Yelverton is also haunted by a tragic family mystery. This is matched by a mystery about the Miss Kings’ family and why their parents came to settle where they did. Their father was a gentleman but reclusive, cantankerous and eccentric. He would never talk about his past and his will had never been found. Their mother, a beautiful, well-educated woman and talented musician, had ensured her daughters had an intellectual and literary education and learned the accomplishments expected of a lady. By the end of the novel we discover that Yelverton is their father’s nephew and that the father had hastily left England with the woman he loved after a fatal accident for which he thought he would be blamed. When his will is finally unearthed in a secret compartment in the family bureau, it is revealed that the English estate and the vast fortune have been left to Elizabeth and her two sisters. Elizabeth and Yelverton come to a workable compromise over their religious differences and Elizabeth uses her fortune to enable his work with the poor to continue when they are back in England as a married couple.
A third theme which is implicit in the tale but only surfaces briefly is that of the position of women in society. Patty for instance dislikes having to rely on the help of a man, Paul Brion, and protests that women are not ‘helpless imbecibles – a sort of angelic wax baby, good for nothing but to look pretty. As if we were not made of the same substance as you, with brains and hands – not so strong as yours, perhaps, but quite strong enough to rely upon when necessary’ – (p 36). However, given the expectations of society and lack of opportunities for women to support themselves, marriage necessarily becomes the ultimate goal. Only Nelly confounds expectations for a while by choosing to use her fortune to see the world before finally returning to Australia and marrying her erstwhile suitor.

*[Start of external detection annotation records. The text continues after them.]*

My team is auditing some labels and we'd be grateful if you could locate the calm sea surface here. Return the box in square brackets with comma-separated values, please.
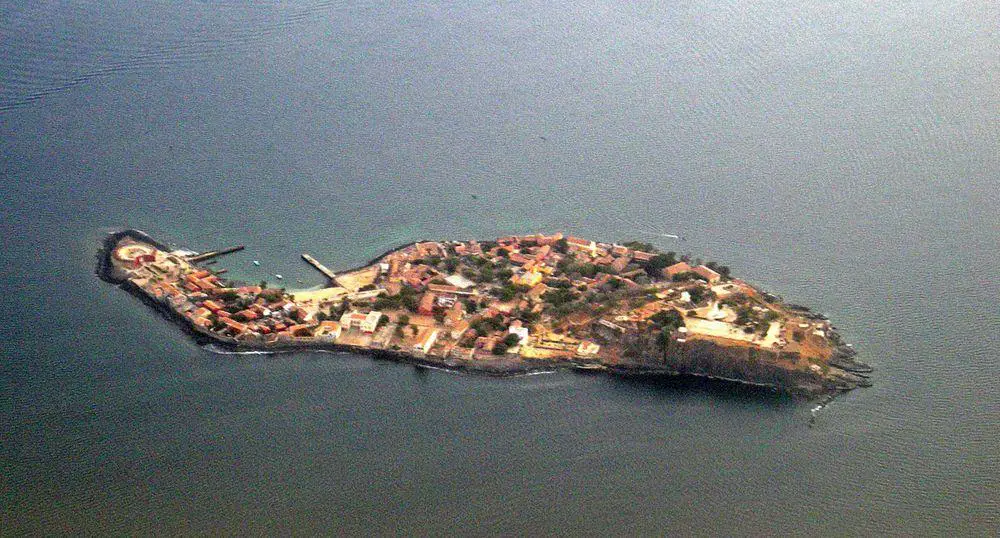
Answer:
[0, 0, 1000, 536]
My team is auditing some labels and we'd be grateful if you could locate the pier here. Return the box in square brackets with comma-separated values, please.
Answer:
[187, 245, 246, 263]
[302, 254, 337, 280]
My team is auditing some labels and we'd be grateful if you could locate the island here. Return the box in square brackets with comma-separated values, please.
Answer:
[97, 230, 871, 398]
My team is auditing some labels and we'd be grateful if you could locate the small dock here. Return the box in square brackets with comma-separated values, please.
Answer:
[187, 245, 246, 263]
[302, 254, 337, 280]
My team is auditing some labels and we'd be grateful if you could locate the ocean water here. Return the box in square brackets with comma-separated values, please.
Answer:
[0, 0, 1000, 535]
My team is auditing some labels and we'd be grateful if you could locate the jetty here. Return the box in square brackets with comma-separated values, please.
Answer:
[302, 254, 337, 280]
[187, 245, 246, 263]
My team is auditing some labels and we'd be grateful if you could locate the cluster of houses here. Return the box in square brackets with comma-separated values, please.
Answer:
[116, 230, 828, 359]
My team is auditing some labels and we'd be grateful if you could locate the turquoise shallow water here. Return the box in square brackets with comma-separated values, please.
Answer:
[0, 0, 1000, 535]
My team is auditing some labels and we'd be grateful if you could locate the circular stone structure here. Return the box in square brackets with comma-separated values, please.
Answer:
[115, 243, 156, 263]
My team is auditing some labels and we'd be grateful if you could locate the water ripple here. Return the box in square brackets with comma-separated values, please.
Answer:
[0, 1, 337, 112]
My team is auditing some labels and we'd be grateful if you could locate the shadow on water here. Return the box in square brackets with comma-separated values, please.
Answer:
[592, 375, 798, 407]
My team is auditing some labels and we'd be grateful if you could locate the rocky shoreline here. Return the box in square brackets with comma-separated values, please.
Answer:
[95, 229, 872, 399]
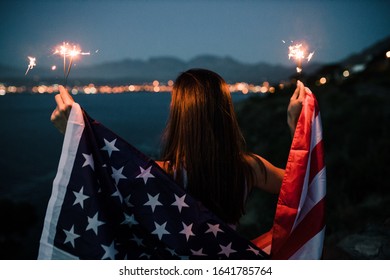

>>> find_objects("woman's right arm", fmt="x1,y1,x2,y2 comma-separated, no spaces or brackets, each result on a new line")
247,81,306,194
50,86,74,134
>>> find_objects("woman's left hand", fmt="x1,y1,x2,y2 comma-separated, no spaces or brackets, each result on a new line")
287,81,306,137
50,86,74,134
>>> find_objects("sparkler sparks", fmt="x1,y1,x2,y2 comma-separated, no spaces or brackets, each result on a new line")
24,56,37,75
288,44,314,73
54,42,90,85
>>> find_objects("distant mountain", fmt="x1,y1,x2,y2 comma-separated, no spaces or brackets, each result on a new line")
0,55,319,84
0,37,390,84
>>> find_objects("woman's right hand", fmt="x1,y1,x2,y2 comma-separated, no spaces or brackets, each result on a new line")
50,86,74,134
287,81,306,137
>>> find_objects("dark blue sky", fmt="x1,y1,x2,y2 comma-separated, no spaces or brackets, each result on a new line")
0,0,390,67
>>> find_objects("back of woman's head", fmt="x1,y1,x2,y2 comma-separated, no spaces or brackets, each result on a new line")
162,69,250,222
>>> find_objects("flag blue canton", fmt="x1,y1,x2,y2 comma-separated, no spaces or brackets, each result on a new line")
40,106,267,259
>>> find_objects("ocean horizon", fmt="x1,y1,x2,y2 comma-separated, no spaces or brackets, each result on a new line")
0,92,249,259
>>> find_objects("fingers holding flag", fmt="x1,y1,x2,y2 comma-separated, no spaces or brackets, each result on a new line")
50,86,74,134
287,80,306,137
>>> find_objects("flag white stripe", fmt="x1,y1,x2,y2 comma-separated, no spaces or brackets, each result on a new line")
38,103,84,259
290,227,325,260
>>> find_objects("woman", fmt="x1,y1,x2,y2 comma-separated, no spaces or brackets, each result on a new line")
51,69,305,226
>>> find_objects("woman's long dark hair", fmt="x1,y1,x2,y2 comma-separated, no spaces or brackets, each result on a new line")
162,69,264,223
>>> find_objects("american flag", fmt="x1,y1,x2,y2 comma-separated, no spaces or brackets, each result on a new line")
253,88,326,259
38,103,268,259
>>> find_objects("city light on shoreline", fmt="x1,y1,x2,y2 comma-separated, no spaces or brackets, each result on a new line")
0,80,278,95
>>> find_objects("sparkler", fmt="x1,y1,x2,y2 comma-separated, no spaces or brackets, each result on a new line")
288,44,314,73
24,56,37,75
54,42,90,86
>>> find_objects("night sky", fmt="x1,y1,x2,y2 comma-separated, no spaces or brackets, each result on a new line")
0,0,390,67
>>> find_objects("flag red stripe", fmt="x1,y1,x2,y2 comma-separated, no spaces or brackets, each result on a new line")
272,199,325,260
308,139,325,185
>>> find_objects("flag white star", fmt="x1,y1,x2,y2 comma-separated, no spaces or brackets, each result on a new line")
179,222,195,241
111,166,127,185
136,166,154,185
101,241,118,260
246,245,260,256
171,194,189,213
63,225,80,248
144,193,162,212
206,223,223,237
152,222,171,240
85,212,105,235
218,242,237,257
111,189,123,203
191,248,207,256
121,213,138,227
83,153,95,170
73,186,89,209
102,139,119,157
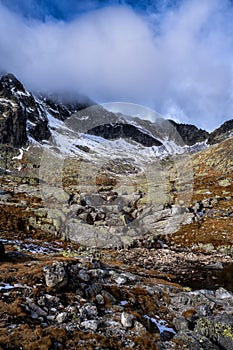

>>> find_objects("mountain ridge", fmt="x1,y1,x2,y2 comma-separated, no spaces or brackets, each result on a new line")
0,74,233,148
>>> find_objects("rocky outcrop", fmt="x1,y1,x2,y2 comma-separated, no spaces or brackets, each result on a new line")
169,120,209,146
87,123,162,147
0,74,51,147
0,74,94,148
0,74,27,147
208,119,233,145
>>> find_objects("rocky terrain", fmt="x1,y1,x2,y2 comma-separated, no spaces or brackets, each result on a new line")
0,75,233,350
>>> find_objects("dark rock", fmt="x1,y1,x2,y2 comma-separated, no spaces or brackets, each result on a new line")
160,331,175,341
87,123,162,147
80,303,98,321
194,315,233,350
43,263,68,288
169,120,209,146
0,242,6,261
208,119,233,145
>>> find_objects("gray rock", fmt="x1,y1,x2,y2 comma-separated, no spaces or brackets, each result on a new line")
43,262,68,288
121,312,135,328
78,270,90,282
134,320,146,335
173,317,188,331
81,320,98,332
95,294,105,305
215,287,233,300
80,303,98,321
56,312,67,323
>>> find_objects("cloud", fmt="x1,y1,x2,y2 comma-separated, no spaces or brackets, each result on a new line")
0,0,233,129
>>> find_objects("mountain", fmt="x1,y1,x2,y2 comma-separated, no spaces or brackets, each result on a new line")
0,75,233,350
208,119,233,145
0,74,232,157
0,74,93,147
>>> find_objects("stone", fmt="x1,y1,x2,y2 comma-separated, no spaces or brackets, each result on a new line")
121,312,135,328
43,262,68,288
215,287,233,300
56,312,67,323
80,303,98,321
81,320,98,332
134,320,146,335
78,270,91,282
0,242,6,261
173,317,189,331
95,294,105,305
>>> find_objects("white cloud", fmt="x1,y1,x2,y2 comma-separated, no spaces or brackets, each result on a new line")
0,0,233,129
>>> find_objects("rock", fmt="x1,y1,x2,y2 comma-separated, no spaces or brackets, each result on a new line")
80,303,98,321
56,312,67,323
194,315,233,350
173,329,219,350
121,312,135,328
173,317,189,331
43,262,68,288
95,294,105,305
215,288,233,300
78,270,91,282
160,330,174,341
81,320,98,332
87,123,162,147
134,320,146,335
26,298,48,318
0,242,6,261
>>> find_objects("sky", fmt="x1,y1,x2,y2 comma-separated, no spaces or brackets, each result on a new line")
0,0,233,130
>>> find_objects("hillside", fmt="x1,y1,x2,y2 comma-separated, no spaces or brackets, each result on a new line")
0,75,233,350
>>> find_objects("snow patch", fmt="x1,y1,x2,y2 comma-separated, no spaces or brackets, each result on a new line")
144,315,176,334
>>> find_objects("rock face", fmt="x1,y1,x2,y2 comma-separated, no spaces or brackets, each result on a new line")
0,74,50,147
87,123,162,147
208,119,233,145
169,120,209,146
0,74,93,148
0,74,28,147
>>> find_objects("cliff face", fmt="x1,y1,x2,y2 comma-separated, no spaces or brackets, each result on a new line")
169,120,209,146
208,119,233,145
87,123,162,147
0,75,27,147
0,74,50,147
0,74,93,148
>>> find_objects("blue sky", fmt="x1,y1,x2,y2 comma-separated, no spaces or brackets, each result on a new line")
0,0,233,130
1,0,180,21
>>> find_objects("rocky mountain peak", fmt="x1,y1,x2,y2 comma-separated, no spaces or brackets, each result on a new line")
0,73,26,94
208,119,233,145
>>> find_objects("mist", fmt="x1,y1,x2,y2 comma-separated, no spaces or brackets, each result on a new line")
0,0,233,130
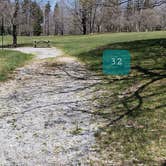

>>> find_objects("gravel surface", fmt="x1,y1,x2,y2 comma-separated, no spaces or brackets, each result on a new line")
9,47,63,59
0,48,106,166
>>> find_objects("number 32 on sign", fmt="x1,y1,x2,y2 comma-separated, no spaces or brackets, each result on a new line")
103,50,131,75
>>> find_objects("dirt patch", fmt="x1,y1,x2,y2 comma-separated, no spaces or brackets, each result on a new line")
0,47,107,166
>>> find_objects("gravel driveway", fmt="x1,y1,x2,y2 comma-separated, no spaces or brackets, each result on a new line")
0,48,105,166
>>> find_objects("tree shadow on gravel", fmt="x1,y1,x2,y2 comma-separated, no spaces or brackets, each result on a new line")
75,39,166,165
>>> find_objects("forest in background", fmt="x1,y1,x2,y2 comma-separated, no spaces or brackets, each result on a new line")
0,0,166,45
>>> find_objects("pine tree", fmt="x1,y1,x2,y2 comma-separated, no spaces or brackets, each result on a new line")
31,2,43,36
44,1,51,36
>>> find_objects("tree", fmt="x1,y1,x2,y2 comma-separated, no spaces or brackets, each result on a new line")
12,0,19,47
44,1,51,36
31,2,43,36
53,3,60,35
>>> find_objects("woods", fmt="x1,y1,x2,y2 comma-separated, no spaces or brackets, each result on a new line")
0,0,166,46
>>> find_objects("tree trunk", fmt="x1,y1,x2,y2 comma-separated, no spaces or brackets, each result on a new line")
13,24,17,47
82,12,87,35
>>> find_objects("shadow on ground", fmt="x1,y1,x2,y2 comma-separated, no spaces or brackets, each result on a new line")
75,39,166,164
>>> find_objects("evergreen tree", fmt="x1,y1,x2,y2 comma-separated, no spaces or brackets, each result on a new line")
31,2,43,36
44,1,51,35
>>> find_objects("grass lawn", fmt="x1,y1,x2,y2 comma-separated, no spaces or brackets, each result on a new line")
0,50,33,81
0,32,166,165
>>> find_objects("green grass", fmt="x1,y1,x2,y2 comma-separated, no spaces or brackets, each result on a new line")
0,32,166,165
0,50,33,81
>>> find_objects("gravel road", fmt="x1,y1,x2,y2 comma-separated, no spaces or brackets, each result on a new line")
0,48,103,166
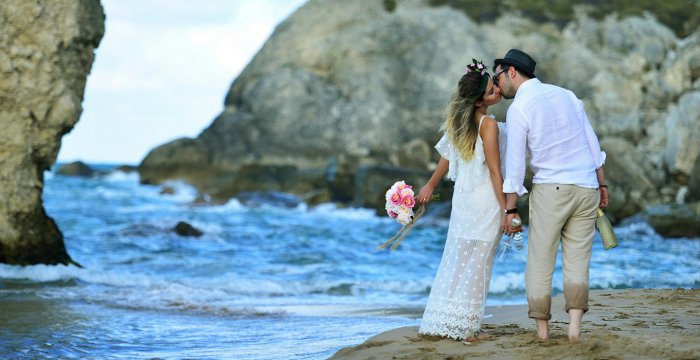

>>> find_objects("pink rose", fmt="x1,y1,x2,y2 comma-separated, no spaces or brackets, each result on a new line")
391,192,401,205
402,196,416,208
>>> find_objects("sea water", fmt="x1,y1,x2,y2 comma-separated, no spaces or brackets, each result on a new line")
0,166,700,359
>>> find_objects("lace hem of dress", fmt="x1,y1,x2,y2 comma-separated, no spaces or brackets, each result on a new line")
418,299,483,340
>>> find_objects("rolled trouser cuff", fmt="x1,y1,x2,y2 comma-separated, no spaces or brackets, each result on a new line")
527,295,552,320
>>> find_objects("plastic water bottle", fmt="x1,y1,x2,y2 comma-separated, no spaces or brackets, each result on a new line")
510,218,523,250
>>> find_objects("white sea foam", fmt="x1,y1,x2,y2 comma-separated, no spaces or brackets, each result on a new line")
309,203,378,220
489,272,525,294
103,170,141,184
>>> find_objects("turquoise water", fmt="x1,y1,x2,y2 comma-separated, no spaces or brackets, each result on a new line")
0,167,700,359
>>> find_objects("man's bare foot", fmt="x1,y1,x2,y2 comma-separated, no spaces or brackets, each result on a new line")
569,309,583,344
535,319,549,340
569,326,581,344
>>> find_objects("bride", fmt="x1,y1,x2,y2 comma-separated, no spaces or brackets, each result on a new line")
417,60,506,341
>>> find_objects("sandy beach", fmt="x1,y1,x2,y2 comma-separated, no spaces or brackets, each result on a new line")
331,289,700,360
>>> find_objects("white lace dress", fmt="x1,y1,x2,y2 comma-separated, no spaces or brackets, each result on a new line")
419,117,505,340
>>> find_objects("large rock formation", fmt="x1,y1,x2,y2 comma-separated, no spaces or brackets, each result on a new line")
140,0,700,231
0,0,104,264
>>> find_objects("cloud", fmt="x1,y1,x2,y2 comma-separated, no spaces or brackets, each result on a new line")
58,0,304,164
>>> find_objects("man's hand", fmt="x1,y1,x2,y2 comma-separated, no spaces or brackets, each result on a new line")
599,187,608,209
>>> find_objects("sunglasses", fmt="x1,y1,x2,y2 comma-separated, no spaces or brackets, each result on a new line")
491,68,508,86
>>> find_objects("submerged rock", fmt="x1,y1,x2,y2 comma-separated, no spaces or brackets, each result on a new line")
640,203,700,238
56,161,96,177
173,221,204,237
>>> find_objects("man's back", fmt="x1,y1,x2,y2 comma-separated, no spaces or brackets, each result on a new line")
506,79,602,188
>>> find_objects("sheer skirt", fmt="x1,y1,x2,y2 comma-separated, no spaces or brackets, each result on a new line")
418,234,500,340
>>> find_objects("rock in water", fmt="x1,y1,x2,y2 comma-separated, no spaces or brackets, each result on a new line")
173,221,204,237
0,0,104,265
56,161,95,177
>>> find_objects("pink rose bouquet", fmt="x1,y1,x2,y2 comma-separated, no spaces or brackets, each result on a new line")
377,180,425,250
384,181,416,225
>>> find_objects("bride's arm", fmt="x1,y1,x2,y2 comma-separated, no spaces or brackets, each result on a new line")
480,118,506,231
417,156,450,204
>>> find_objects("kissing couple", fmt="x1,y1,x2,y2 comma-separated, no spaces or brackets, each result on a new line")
416,49,608,342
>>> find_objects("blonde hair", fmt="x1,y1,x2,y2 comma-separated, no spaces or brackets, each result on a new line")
440,72,489,160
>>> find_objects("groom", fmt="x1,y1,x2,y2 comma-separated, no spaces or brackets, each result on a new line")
493,49,608,342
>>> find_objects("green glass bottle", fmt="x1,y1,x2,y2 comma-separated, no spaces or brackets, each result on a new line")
595,209,617,250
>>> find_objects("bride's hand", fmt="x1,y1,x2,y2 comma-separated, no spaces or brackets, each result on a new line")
416,185,433,204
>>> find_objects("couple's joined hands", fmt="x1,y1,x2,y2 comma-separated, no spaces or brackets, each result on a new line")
501,213,523,236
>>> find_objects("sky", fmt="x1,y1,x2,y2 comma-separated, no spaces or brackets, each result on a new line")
58,0,305,165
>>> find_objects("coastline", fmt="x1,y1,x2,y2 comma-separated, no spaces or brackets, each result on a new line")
331,289,700,360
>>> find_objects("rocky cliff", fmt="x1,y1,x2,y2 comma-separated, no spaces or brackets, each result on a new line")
140,0,700,233
0,0,104,264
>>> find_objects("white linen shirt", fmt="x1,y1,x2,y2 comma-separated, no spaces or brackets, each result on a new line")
503,78,606,195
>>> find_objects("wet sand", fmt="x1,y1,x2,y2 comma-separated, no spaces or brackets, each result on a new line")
331,289,700,360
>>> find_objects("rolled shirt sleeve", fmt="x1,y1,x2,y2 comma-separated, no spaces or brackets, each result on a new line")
503,105,527,196
579,100,607,169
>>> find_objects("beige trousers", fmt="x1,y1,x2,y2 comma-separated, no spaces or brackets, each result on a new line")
525,184,600,320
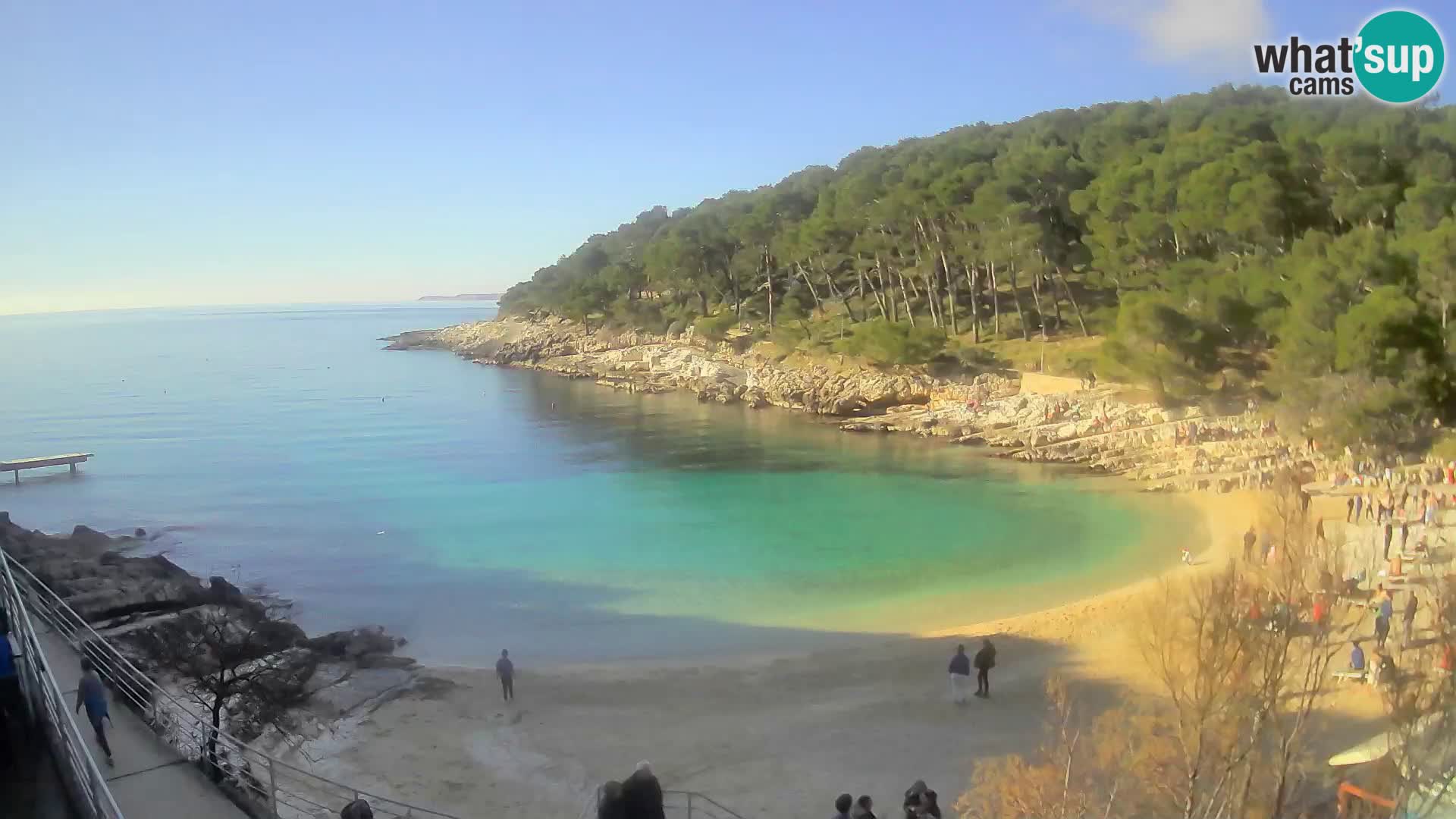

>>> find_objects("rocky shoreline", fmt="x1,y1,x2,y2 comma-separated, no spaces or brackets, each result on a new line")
0,512,422,740
388,318,1337,491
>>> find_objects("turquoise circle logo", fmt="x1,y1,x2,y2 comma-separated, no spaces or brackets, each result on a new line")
1356,11,1446,103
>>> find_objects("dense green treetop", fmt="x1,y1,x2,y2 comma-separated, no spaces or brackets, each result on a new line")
502,86,1456,443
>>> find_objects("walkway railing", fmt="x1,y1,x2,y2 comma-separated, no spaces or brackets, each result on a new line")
0,539,124,819
0,555,459,819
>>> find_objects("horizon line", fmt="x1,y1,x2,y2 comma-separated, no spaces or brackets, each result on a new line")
0,296,500,318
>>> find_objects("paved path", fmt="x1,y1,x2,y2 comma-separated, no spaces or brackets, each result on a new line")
36,623,247,819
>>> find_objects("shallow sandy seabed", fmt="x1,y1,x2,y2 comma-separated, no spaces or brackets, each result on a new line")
298,493,1379,817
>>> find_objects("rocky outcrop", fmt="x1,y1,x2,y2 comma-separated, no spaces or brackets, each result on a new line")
0,512,418,721
391,318,1351,490
391,318,1016,416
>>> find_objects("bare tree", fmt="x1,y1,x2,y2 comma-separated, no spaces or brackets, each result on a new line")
958,481,1366,819
134,585,316,780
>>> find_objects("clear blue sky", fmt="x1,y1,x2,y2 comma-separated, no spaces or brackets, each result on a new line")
0,0,1453,313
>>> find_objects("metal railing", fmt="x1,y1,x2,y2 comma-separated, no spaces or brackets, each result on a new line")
0,539,124,819
0,554,459,819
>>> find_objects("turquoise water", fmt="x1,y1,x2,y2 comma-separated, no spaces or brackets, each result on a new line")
0,305,1175,664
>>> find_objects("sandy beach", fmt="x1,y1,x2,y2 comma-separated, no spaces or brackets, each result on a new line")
281,493,1377,816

The Three Miss Kings is an enjoyable story that moves at a rapid pace and although you can guess how things will eventually turn out, it has some unexpected twists. It has its funny moments and Cambridge succeeds well in engaging with the reader. It would be a disappointing read, though, for anyone who was expecting it to give a picture of the wider Australia.
The Ada Cambridge Prizes were first awarded in 2005. There are now four prizes: The Ada Cambridge Biographical Prose Prize, the Ada Cambridge Poetry Prize, the Young Ada’s Short Story Prize and the Young Ada’s Graphic Short Story Prize. The winners are announced at the Williamstown Literary Festival each year.